The Mechanics' Union of Trade Associations
is established in Philadelphia, the first city trade council established
in the U.S.
Boston traders displace the British in the
California hide and tallow trade.
Noah Webster publishes the American Dictionary
of the English Language.
The Cherokee Phoenix, a weekly newspaper,
is published, using the alphabet developed by Sequoyah.
1829
Andrew
Jackson is inaugurated as the seventh President of the United States.
The "spoils system," by which patronage is
used for party purposes, is introduced into national politics by
President Jackson. At this time, the system is intended as a Democratic
device for allowing the common man a voice in the government.
The American Society for encouraging the
Settlement of the Oregon Territory is organized in Boston, Massachusetts.
The Delaware & Hudson Canal Company of Pennsylvania
builds a railroad. Its British-built engine, the Stourbridge Lion,
makes its trial run at the amazing speed of ten miles per hour.

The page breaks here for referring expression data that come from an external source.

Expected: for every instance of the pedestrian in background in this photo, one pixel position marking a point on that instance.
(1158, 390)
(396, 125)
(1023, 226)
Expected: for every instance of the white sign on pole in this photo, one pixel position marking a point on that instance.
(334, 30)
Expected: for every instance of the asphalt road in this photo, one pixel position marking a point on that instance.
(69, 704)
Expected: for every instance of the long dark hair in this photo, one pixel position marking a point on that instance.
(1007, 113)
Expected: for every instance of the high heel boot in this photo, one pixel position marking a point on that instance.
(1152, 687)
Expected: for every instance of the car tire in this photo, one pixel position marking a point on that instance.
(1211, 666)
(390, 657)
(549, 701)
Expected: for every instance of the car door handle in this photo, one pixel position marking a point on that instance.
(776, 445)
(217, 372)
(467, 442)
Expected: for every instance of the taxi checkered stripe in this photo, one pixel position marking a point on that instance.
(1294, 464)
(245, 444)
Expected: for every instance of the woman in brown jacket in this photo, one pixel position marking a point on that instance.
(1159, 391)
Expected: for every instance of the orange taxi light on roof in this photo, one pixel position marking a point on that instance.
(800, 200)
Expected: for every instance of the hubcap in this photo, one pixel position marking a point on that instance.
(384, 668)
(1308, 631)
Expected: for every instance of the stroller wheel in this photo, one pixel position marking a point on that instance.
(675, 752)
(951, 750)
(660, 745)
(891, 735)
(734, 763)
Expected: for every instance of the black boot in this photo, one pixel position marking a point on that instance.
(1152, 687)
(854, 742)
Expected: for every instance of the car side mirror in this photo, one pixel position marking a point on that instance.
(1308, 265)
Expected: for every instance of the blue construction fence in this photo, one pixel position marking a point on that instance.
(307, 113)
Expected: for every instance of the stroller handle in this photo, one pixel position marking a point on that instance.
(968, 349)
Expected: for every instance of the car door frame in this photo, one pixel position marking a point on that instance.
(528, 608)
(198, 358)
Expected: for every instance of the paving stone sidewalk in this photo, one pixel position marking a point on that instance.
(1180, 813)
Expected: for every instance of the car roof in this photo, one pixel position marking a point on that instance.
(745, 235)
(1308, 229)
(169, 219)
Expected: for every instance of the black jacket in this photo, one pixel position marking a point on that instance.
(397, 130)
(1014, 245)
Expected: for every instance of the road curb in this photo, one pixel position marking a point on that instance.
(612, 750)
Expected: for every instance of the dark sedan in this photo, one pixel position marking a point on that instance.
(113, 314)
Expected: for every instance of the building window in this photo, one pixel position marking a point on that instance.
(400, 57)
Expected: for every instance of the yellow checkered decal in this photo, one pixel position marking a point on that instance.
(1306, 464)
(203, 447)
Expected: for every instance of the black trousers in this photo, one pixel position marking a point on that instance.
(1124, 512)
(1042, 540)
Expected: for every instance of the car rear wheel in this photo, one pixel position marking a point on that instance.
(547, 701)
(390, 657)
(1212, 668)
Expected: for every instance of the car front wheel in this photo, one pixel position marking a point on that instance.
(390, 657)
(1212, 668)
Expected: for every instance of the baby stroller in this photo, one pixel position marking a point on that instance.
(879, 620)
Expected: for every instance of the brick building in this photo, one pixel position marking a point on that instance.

President Jackson offers to purchase Texas
from Mexico. The offer is refused.
"Mike Fink, The Last of the Boatmen," first
appears in print in The Western Souvenir.
1830
President Jackson signs the Indian Removal
Act which calls for the general resettlement of Indians to lands
west of the Mississippi.
Jedediah
Smith and William Sublette of the Rocky Mountain Fur Company carry
supplies in covered wagons from the Missouri River to the Rocky
Mountains along the Platte River Road for the annual rendezvous.

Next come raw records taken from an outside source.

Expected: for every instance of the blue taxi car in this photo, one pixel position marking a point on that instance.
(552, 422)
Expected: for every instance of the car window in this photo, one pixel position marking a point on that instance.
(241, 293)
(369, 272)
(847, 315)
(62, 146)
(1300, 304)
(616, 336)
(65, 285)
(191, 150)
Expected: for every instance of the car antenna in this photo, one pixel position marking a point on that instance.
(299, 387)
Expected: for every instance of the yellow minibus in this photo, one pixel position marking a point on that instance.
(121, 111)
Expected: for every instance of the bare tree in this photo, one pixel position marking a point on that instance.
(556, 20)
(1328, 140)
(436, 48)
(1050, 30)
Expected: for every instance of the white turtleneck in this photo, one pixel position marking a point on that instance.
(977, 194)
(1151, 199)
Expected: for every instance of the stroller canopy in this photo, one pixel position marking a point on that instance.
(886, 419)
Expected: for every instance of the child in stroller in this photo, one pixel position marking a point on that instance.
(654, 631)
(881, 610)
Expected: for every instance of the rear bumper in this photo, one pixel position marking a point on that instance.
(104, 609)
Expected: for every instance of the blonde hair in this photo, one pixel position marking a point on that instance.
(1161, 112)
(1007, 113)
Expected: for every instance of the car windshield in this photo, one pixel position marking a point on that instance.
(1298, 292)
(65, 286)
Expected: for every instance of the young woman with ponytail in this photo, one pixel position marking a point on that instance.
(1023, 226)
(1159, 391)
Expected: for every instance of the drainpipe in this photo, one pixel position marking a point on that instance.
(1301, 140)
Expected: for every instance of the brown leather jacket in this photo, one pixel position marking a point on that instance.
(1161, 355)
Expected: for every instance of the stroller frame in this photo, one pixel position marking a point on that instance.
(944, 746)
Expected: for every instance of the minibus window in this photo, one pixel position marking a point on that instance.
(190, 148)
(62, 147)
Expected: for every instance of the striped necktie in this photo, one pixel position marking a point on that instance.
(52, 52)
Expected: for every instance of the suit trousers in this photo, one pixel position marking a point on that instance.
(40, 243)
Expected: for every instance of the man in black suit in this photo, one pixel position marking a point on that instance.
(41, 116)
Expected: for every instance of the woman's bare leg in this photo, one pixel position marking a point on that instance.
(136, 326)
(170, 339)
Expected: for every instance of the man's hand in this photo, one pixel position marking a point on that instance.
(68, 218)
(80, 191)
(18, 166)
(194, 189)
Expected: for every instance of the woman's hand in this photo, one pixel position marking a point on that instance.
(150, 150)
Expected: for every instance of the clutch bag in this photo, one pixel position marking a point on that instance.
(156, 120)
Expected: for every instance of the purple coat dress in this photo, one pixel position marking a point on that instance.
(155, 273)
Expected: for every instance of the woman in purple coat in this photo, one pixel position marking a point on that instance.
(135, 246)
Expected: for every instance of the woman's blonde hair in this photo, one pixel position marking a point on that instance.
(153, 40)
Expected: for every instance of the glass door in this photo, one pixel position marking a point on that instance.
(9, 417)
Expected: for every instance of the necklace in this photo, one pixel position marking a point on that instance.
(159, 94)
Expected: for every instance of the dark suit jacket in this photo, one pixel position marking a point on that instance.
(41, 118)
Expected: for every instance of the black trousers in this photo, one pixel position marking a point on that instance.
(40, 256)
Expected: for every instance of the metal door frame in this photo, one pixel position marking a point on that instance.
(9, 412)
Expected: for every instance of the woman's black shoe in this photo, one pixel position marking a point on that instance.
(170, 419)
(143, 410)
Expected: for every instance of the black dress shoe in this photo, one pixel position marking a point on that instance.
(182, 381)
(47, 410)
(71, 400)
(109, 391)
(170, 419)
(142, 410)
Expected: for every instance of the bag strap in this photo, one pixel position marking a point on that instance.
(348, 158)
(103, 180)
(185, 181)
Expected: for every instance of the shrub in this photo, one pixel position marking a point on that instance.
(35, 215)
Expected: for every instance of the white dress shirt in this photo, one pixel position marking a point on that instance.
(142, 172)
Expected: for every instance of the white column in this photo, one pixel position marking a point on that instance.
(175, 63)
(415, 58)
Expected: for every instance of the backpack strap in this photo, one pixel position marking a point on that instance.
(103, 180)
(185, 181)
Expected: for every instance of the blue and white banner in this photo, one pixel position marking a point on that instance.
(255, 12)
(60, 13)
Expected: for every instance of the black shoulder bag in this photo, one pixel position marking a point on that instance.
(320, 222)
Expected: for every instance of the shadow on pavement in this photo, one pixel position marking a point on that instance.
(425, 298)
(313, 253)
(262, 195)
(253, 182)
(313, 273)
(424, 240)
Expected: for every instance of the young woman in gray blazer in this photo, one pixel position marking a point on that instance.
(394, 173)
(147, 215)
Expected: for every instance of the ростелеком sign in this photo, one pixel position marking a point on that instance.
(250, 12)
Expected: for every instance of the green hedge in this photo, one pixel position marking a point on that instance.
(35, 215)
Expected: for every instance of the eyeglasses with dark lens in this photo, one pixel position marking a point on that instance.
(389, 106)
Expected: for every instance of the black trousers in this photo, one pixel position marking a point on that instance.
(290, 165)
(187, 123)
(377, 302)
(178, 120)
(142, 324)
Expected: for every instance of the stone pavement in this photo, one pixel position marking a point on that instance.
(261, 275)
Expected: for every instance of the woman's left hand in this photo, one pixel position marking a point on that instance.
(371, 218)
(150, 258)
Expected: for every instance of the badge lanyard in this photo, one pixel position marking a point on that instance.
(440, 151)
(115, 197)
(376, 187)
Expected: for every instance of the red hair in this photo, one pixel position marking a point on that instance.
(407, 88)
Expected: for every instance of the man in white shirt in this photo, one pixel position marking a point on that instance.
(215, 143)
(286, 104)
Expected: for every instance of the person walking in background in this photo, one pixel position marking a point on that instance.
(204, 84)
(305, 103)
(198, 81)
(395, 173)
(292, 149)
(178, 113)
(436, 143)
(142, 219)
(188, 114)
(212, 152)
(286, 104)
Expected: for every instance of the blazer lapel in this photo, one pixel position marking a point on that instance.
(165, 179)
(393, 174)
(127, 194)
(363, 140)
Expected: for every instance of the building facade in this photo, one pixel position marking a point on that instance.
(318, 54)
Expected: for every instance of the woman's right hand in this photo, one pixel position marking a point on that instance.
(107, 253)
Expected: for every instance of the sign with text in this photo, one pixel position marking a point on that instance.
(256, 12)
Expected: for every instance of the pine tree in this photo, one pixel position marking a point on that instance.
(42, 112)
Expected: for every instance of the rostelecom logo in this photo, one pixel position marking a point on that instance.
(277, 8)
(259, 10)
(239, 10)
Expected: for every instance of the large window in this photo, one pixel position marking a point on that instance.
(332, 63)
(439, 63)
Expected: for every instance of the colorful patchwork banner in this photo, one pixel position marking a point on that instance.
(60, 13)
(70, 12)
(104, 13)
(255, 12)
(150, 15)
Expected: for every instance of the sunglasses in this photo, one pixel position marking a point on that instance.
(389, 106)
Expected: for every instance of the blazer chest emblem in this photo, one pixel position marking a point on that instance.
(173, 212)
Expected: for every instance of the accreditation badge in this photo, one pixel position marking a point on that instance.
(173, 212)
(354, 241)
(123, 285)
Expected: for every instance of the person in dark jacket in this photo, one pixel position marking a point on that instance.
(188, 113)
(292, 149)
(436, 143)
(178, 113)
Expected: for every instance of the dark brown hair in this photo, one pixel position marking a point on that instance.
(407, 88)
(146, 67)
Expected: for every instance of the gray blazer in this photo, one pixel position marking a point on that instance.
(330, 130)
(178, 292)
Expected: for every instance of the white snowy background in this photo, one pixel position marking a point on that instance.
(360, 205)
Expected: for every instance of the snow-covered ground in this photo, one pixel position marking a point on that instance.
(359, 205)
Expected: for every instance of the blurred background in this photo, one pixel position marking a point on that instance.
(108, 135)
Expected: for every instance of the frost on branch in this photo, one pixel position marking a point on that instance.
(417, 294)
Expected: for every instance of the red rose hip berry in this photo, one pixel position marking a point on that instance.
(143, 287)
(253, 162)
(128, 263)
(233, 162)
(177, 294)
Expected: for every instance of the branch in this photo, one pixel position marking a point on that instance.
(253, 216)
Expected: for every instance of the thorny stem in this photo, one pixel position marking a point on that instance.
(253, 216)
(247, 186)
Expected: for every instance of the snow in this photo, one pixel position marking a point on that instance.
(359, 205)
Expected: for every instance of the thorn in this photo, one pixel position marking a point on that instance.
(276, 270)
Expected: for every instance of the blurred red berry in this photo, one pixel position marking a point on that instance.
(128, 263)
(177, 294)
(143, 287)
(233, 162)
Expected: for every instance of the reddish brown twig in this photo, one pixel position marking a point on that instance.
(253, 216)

The Pre-emption Act of 1830 authorizes the
purchase of up to 160 acres of public land at a minimum price of
$1.25 per acre by persons who have cultivated the land within the
preceding year. The act makes payment out of the earnings from the
homesteader's first year crop possible.
A race to prove which is more powerful and
reliable, the horse or the steam locomotive, is run near Baltimore,
Maryland, by Peter Cooper. Cooper's little railroad engine, the
Tom Thumb, loses the race due to mechanical difficulties.
The
first regular railroad service in America begins in South Carolina,
with engines built in America at West Point, New York.
Mexico forbids further colonization of Texas
by U.S. citizens.
Joseph Smith founds the Church of Jesus
Christ of Latter-Day Saints (or "Mormon" Church).